The cover photo on Ivanka’s public Facebook page shows a very nuanced and pretentious portrayal of her as the embodiment of modern womanhood: she is sitting in front of a working desk, holding her baby in one hand and signing working documents with the other. This deliberately-framed projection of Ivanka’s well-balanced ethic gained over 114,000 “likes.” After I showed this picture to people, one of my female professors who’s the mother of a 9-year-old, said, “this position is incredibly uncomfortable. Trust me, it’s impossible to sit like this while working.” Ivanka’s online presence often reminds me of American post-war domesticity. In many advertisements of kitchen appliances back in the 1950s, middle-class white women are always happily standing in the kitchen, neatly dressed, wearing a string of pearls and high-heels. One video from Ivanka’s Instagram account shows Ivanka encouraging her 10-month-old son Theodore to crawl. In the video, she wears a black turtleneck, along with skinny black pants, pointed flats and a headband. This video delivers a sense of typical American middle-class femininity from the early period of the Cold War. Ivanka’s social media accounts are saturated with happily-ever-after family images and updates of her fancy social/political events.
Ivanka’s feminine wiles and political involvement probably evoke a form of escapism for many.
Ivanka gained her popularity through Ivy league education, good looks, and elitism, in the same way, as Naicha Meimei, the Tsinghua and Columbia-educated online celebrity who married the founder of a giant e-commerce company.

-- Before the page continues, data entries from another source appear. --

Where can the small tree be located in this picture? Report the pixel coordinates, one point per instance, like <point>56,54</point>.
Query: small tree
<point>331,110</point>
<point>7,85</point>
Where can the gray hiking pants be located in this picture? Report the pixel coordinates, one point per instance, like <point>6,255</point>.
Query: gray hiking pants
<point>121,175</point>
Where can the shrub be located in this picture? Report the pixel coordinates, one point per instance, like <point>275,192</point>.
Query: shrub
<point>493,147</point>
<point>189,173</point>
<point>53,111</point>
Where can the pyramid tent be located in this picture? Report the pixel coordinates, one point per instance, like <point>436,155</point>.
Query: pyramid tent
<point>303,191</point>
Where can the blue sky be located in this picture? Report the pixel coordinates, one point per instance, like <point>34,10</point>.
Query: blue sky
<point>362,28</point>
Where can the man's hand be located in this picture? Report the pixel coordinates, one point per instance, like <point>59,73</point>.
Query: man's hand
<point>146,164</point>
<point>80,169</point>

This admiration often comes out of some people’s ill-perceived idea of sophistication and intellectually informed taste. Many of Ivanka’s worshipers are ill-informed Chinese middle class who fail to examine Ivanka’s agenda and consider themselves highbrow connoisseurs of so-called U.S. upper-class culture. They probably think, at least paying attention to Ivanka is much “healthier” than focusing on the Chinese Kim Kardashians or Korean pop stars.